Los jueces, incluso los autodenominados demócratas, han dicho que la movilización en la calle, las denuncias a la sentencia ponen en cuestión al propio poder judicial y dicen que ellos se ven obligados a redactar las sentencias teniendo siempre muy en cuenta la jurisprudencia, las sentencias sobre casos semejantes.

Claro, ahí está el problema, que en este país ha habido jueces capaces de escribir en una sentencia que “la mujer se puso en disposición de ser utilizada sexualmente”, o de preguntar a la víctima de violación si había cerrado suficientemente las piernas.

Las víctimas de violación, como las victimas de otras violencias machistas, son las únicas obligadas a dar explicaciones. No solo ante los jueces, o ante los abogados defensores de los criminales, también, en algún caso, ante los medios de comunicación y ante una opinión pública hasta ahora mayoritariamente machista.

A todas las demás víctimas se las trata de manera omnicomprensiva, incluso con el paternalismo de darles siempre la razón, aunque no necesariamente la tengan.

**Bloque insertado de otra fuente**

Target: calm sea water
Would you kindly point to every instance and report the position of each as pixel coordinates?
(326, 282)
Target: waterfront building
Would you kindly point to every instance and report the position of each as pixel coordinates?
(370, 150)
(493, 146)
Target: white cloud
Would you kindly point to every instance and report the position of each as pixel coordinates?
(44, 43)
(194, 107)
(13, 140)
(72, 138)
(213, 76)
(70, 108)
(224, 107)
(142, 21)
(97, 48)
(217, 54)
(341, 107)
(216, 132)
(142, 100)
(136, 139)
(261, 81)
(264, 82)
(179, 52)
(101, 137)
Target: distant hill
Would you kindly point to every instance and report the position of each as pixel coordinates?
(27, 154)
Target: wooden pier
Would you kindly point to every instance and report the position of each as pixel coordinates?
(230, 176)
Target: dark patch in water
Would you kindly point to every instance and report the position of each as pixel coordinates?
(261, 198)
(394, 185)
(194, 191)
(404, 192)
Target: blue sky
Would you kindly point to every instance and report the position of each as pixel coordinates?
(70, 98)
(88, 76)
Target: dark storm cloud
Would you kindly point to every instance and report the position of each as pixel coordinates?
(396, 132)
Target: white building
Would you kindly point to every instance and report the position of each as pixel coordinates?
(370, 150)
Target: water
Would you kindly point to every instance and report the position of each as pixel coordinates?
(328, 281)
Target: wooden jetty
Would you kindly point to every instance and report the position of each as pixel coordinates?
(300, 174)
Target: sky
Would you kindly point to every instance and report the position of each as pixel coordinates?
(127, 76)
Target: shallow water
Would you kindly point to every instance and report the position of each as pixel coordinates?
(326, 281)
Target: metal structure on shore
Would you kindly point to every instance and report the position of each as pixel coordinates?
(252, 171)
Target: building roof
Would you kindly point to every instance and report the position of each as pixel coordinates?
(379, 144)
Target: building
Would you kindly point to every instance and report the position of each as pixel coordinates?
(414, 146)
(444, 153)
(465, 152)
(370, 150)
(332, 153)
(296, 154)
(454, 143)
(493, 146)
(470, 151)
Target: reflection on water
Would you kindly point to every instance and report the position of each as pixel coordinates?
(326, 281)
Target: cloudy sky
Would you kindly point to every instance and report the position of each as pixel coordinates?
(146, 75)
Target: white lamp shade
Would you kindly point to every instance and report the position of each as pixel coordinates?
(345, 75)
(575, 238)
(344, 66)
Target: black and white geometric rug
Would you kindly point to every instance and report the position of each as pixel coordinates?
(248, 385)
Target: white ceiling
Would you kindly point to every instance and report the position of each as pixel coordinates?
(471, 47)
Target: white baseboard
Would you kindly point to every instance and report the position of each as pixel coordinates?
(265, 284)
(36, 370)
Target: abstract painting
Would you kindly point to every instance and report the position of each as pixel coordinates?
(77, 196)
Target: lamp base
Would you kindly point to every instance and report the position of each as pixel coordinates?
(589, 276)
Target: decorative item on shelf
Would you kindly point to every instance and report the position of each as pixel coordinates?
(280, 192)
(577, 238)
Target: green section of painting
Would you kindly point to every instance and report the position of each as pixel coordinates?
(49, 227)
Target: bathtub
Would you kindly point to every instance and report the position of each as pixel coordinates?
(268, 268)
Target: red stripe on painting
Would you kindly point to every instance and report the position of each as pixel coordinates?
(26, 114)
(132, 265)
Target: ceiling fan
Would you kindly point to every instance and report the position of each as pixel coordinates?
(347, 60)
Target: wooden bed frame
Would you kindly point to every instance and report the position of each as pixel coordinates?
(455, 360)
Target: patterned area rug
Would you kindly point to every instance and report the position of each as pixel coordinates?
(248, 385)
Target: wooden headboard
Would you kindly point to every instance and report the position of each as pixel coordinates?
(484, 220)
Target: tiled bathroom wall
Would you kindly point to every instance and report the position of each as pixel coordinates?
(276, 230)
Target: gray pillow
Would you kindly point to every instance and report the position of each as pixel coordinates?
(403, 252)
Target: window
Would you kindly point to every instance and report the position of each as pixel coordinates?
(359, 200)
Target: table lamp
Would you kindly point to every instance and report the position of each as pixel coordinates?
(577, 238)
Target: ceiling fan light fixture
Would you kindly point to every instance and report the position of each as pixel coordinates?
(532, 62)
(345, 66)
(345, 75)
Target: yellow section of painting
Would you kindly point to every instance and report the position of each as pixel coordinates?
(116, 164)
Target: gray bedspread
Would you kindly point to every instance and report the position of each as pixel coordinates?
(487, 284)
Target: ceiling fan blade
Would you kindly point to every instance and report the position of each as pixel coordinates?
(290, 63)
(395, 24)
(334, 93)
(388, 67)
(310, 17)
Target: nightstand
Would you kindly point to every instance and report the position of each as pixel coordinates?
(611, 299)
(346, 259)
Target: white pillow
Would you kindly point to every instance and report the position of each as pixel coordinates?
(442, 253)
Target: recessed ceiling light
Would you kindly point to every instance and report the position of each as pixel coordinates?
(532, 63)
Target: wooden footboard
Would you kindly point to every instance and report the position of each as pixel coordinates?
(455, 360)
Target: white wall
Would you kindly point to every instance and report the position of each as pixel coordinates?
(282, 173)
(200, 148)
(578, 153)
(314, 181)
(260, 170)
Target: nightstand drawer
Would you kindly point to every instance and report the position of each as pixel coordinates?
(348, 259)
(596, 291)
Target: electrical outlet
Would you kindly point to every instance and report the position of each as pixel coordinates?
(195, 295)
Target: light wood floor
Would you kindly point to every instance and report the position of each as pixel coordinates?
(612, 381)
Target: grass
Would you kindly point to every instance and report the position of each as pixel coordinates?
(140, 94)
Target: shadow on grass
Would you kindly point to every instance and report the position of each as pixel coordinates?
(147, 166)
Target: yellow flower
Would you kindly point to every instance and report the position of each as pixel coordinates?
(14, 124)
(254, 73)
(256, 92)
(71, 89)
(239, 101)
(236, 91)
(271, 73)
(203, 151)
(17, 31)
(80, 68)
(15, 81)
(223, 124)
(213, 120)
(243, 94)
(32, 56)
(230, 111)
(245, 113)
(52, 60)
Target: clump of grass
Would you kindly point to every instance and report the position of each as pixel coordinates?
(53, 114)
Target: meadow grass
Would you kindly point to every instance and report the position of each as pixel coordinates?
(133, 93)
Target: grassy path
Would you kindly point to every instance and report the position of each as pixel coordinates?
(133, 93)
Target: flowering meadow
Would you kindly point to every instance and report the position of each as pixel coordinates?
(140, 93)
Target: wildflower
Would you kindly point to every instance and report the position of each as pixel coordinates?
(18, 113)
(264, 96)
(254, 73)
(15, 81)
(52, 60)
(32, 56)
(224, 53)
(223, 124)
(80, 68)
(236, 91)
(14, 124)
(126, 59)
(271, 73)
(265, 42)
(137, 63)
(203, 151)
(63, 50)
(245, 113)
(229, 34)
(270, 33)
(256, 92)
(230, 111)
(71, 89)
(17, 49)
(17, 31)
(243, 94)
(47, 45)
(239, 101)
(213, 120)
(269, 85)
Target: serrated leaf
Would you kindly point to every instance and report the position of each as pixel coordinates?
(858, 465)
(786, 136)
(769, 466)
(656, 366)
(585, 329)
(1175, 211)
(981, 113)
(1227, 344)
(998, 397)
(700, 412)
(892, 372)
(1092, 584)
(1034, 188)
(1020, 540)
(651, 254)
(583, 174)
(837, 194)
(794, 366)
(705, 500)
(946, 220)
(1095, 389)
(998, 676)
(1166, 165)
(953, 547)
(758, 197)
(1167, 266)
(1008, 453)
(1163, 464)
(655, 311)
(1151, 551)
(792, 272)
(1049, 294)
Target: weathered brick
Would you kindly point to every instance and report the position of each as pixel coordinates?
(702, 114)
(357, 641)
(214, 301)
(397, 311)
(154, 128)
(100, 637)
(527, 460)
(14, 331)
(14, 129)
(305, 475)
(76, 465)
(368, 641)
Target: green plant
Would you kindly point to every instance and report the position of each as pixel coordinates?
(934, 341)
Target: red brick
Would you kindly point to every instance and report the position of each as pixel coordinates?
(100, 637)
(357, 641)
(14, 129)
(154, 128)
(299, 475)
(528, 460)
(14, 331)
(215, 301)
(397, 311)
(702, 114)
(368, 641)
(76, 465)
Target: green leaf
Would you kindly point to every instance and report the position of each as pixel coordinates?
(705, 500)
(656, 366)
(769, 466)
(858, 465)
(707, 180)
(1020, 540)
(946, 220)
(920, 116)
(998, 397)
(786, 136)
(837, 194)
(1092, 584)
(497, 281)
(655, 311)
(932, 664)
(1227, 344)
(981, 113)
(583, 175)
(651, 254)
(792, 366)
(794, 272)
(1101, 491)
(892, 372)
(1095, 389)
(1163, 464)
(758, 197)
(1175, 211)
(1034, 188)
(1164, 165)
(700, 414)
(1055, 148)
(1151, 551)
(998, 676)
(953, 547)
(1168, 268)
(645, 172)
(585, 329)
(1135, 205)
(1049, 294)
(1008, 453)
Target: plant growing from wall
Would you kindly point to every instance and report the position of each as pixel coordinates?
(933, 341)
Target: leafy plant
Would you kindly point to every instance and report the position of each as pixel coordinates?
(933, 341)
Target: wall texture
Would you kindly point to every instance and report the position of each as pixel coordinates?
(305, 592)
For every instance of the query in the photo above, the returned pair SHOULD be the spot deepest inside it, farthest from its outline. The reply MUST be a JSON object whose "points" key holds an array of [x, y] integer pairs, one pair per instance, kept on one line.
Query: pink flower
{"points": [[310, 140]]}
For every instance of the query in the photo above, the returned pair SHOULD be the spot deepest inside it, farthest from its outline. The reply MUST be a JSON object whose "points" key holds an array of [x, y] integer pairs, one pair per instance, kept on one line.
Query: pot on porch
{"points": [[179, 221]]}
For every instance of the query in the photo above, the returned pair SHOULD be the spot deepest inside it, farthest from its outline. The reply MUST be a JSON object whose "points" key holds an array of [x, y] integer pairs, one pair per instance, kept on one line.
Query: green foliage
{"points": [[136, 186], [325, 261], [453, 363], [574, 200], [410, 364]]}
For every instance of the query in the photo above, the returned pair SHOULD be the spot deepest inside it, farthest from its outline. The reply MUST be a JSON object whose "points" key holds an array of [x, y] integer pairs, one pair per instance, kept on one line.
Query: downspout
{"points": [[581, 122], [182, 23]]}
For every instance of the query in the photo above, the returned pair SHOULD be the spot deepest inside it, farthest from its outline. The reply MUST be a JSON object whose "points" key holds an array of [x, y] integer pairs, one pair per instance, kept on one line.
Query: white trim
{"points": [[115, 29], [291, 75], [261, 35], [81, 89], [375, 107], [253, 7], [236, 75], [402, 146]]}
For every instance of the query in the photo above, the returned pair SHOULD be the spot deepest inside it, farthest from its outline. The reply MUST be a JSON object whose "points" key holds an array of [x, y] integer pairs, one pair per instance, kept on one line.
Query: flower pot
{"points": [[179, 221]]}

A las víctimas de violencia machista, de violaciones, se trata de empatarlas con sus criminales, o de convertirlas en culpables a base de repetir: “algo habrá hecho”.

Este discurso de culpabilidad de las mujeres víctimas es lo que se está quebrando desde hace un tiempo en nuestro país, con los hitos recientes del pasado 8 de marzo y de las manifestaciones contra la sentencia de la Manada. Esto es lo que deberían tener en cuenta los jueces a partir de ahora en sus sentencias, que no son sino interpretación de hechos. Las mujeres no son las culpables de que las violen o las asesinen. Hay una característica que unifica a todos los violadores y a todos los criminales que asesinan a mujeres: son hombres.